The consolidation has been done by matching literature data. The rules to scale or otherwise interpret the data to perform the matching, are derived from the variety of literature. A model will be built that contains the derived rules, for example the relation between environmental impact and the weight of a vehicle (excluding battery), or the relation between a fuel’s direct emissions and the impact of its production. The relation between vehicle use and fuel consumption will be included as well, based on TNO experience with measurements in this field.

Next, vehicle cases were constructed for both passenger cars that fulfil matching minimum requirements in terms of power to weight ratio and minimum range, as described above.


The objective of Task 31 is to provide stakeholders with credible LCA based information for cars. This information enables users to determine the impacts on greenhouse gas emissions of different vehicle configurations and use profiles and fuels. The objective of the model developed is to investigate the impacts of possible future pathways and thus enable policymakers to make fact-based decisions.

Using an easy-to-use input panel, the user defines the car to be analysed using pre-set choices (for example for the choice of drivetrain or car class) or free value fields (for example for vehicle weight or the battery capacity). The model uses peer reviewed and open LCA data as well as data published in EU Framework publications. In the final report it is explained in detail how the LCA approach has been applied and which sources for the data have been used.

Conclusions from this task include:

  1. For a standard car, the lifetime GHG emissions of a BEV are approximately 50 % lower than those of an average ICEV using the EU electricity mix.
  2. A BEV using renewable energy for recharging has close to 90 % lower life cycle GHG emissions than its ICEV equivalent.
  3. The choice of the lithium-ion battery chemistry used has only a marginal impact on the life cycle GHG emissions of a BEV.
  4. In Urban driving, the life cycle GHG emissions of BEV (standard car) are about 30 % of those of an average ICEV when using the EU-mix electricity.
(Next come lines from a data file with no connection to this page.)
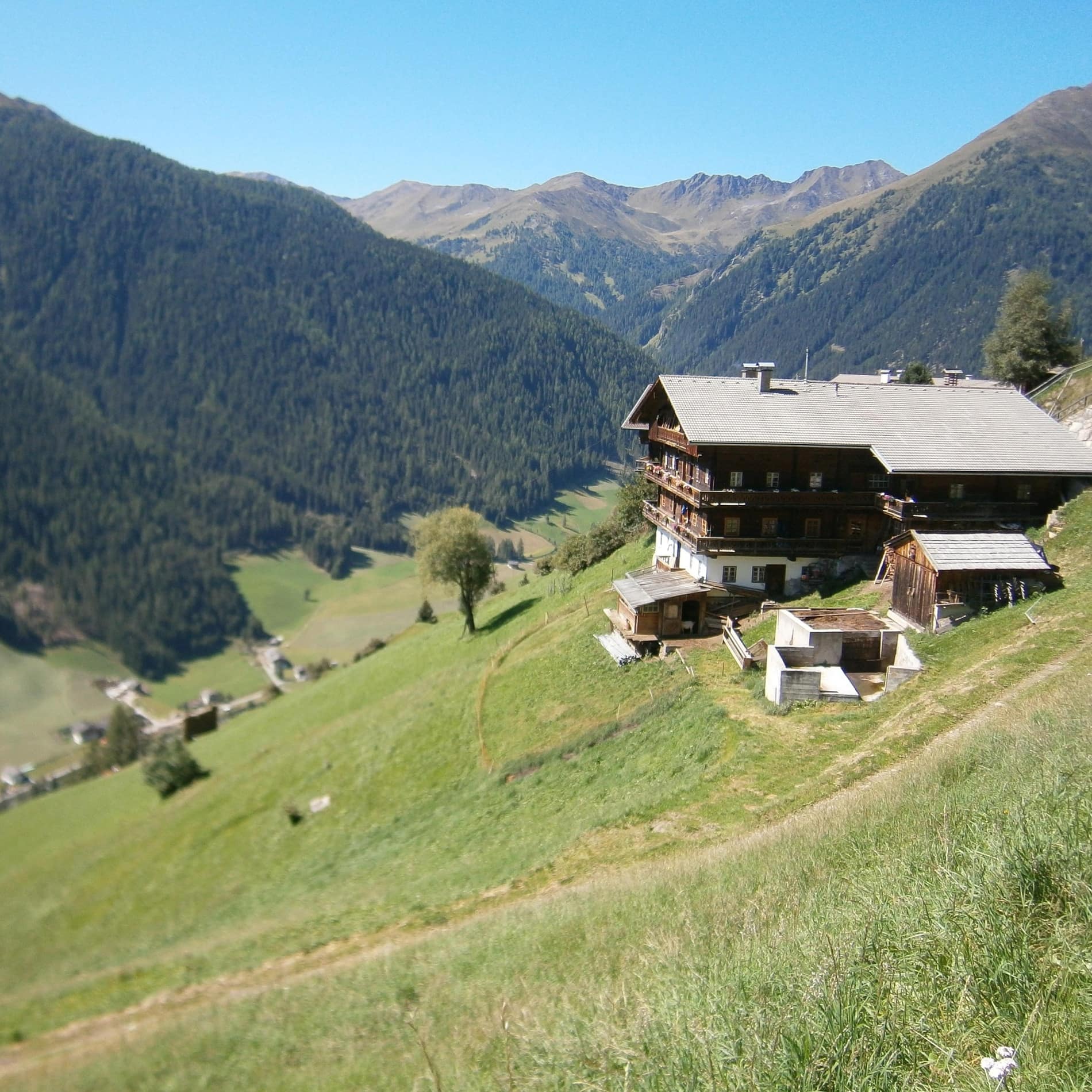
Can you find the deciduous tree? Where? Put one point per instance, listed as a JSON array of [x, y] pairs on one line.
[[452, 551], [1031, 337], [917, 372]]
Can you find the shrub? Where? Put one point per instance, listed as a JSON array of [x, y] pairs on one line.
[[171, 767], [374, 645]]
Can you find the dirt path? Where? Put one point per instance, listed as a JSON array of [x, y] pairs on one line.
[[81, 1039]]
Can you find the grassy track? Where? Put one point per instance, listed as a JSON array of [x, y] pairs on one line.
[[110, 895]]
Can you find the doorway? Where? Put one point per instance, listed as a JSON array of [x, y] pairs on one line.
[[775, 580]]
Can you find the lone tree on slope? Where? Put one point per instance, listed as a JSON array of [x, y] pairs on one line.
[[1030, 337], [452, 551], [917, 372]]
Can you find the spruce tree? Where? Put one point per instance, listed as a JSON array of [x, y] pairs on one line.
[[1030, 338]]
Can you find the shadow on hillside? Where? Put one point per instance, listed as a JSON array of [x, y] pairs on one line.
[[507, 615]]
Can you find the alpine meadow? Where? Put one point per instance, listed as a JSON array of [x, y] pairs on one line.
[[572, 635]]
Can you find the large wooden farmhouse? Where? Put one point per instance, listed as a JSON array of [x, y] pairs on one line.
[[766, 483]]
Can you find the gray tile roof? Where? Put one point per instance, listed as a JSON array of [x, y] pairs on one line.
[[650, 586], [911, 429], [997, 552]]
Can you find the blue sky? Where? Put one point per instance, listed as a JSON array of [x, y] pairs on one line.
[[351, 98]]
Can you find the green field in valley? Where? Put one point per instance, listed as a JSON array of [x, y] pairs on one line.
[[40, 694], [317, 616], [468, 775]]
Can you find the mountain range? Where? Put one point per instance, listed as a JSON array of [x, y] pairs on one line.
[[861, 267], [191, 364], [593, 245], [701, 213], [912, 271]]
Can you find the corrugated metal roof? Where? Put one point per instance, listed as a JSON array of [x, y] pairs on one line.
[[911, 429], [650, 586], [985, 552]]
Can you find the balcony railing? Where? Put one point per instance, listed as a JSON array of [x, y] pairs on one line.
[[971, 512], [762, 498], [661, 434], [764, 546]]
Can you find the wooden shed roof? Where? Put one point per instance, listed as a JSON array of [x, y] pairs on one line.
[[652, 586], [979, 552]]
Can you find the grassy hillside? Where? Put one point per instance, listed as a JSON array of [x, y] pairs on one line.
[[318, 616], [464, 775], [886, 943], [46, 691]]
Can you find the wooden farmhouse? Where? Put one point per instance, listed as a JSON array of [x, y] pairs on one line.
[[939, 580], [767, 484]]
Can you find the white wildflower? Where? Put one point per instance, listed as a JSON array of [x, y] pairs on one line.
[[998, 1070]]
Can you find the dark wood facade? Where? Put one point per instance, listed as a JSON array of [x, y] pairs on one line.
[[685, 614], [775, 501]]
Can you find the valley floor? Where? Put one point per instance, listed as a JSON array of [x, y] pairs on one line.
[[541, 870]]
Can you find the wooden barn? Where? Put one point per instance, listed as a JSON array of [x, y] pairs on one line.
[[939, 580], [655, 603]]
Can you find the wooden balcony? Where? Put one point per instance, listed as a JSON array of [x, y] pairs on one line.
[[922, 513], [764, 546], [657, 434], [760, 498]]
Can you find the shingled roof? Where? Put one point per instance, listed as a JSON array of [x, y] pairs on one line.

When using renewable energy to charge the vehicle the GHG emissions are 12 times lower than those of the equivalent ICEV. • A light-weight REEV driving 80 % electric has only 10 % higher life cycle GHG emissions than a BEV (standard car). A PHEV driving 30 % electric has GHG emissions which are slightly higher than those of the equivalent ICEV.
  5. For luxury segment cars, a PHEV driving 30 % electric (EU-mix) has about 20 % lower GHG life cycle emissions than the average ICEV in that segment. A luxury BEV has 50 % lower GHG emissions than the ICEV equivalent when using EU mix electricity, 90 % lower when using renewable energy. For a luxury car, the GHG savings of a BEV using renewable energy are 270 grams per kilometre compared to an ICEV.
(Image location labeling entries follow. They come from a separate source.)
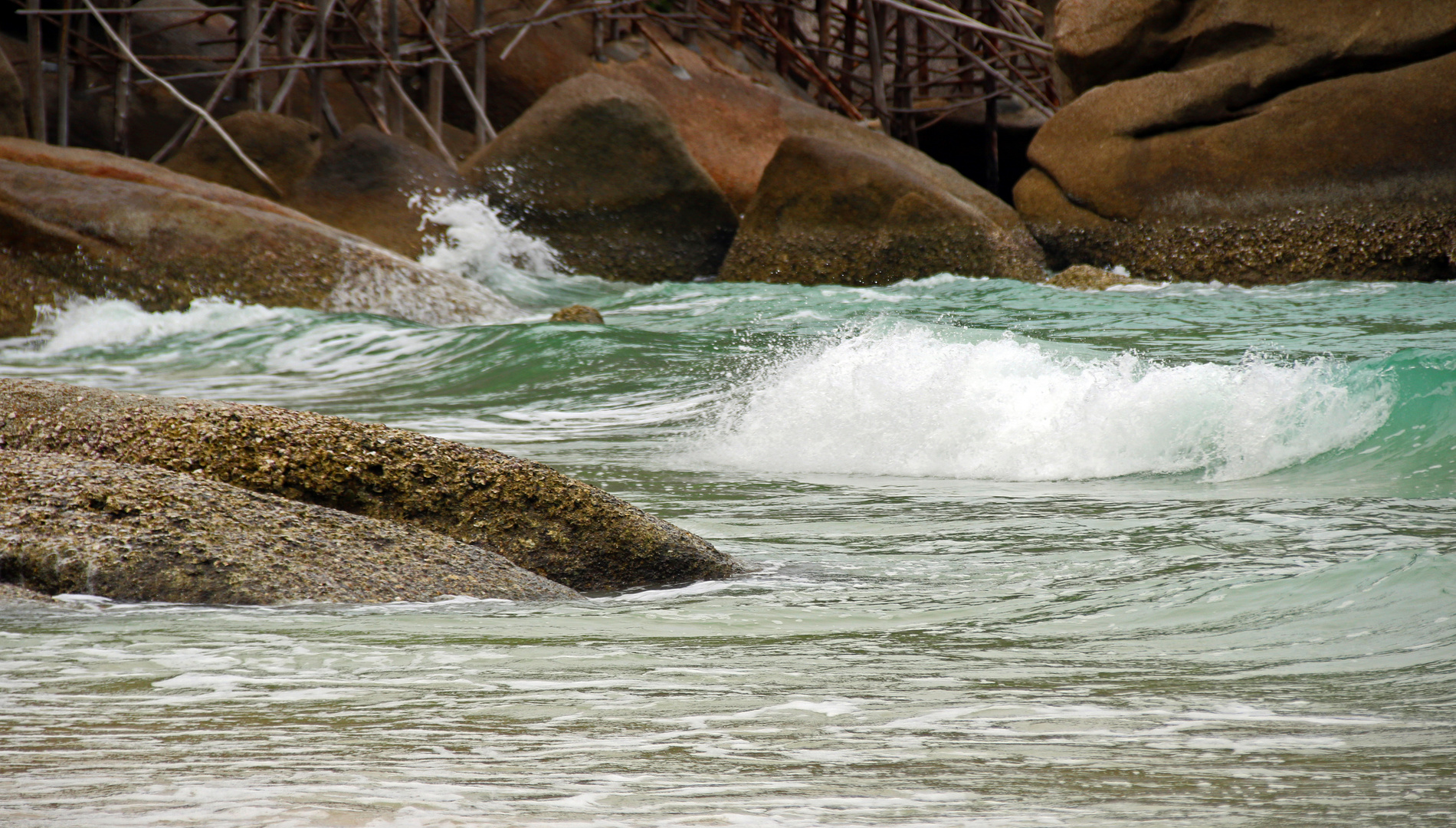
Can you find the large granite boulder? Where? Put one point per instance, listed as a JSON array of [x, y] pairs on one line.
[[1251, 142], [540, 519], [598, 171], [283, 147], [90, 223], [149, 534], [828, 213], [378, 187]]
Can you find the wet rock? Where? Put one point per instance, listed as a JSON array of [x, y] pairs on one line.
[[90, 223], [12, 593], [147, 534], [826, 213], [284, 147], [12, 101], [597, 169], [540, 519], [376, 186], [1251, 142], [579, 314], [1088, 278]]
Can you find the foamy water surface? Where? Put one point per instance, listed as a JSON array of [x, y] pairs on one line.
[[1027, 557]]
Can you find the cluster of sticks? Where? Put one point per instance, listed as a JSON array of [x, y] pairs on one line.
[[903, 63], [906, 63]]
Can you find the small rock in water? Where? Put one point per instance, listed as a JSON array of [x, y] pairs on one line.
[[1088, 278], [579, 314]]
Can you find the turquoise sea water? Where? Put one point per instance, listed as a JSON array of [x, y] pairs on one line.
[[1028, 557]]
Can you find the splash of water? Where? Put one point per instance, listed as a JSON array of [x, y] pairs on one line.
[[482, 247], [910, 401]]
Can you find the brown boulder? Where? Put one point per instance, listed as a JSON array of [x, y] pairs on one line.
[[90, 223], [284, 147], [828, 213], [579, 314], [598, 171], [149, 534], [1251, 142], [540, 519], [370, 184]]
The T31 model is to analyse and compare published LCA data in an “apple to apple” comparison. Published data from VW Golf, VW Up!, Nissan LEAF and Nissan Pulsar have been compared with the T31 model analysis. From these comparisons, several observations have been made:

  1. Published data are very difficult to compare which each other as different assumptions are made for example for vehicle mileage, electricity GHG footprint, test method or real driving fuel consumption.
  2. Large differences are observed for the GHG emissions related to vehicle manufacturing, unclear whether this is related to inclusions or not of recycling (impacts), differences in assumptions for the manufacturing impacts on the components or the energy footprint. For the VW data, the OEM vehicle emissions are much higher than the T31 model as well as third party Spritmonitor data.
  3. Model T31 can be useful in making data from different sources comparable.
  4. A systematic analyses and comparison of OEM and other third party published data will probably be of high interest to policy makers and other stakeholders as it will provide more transparency on these published data and make them comparable.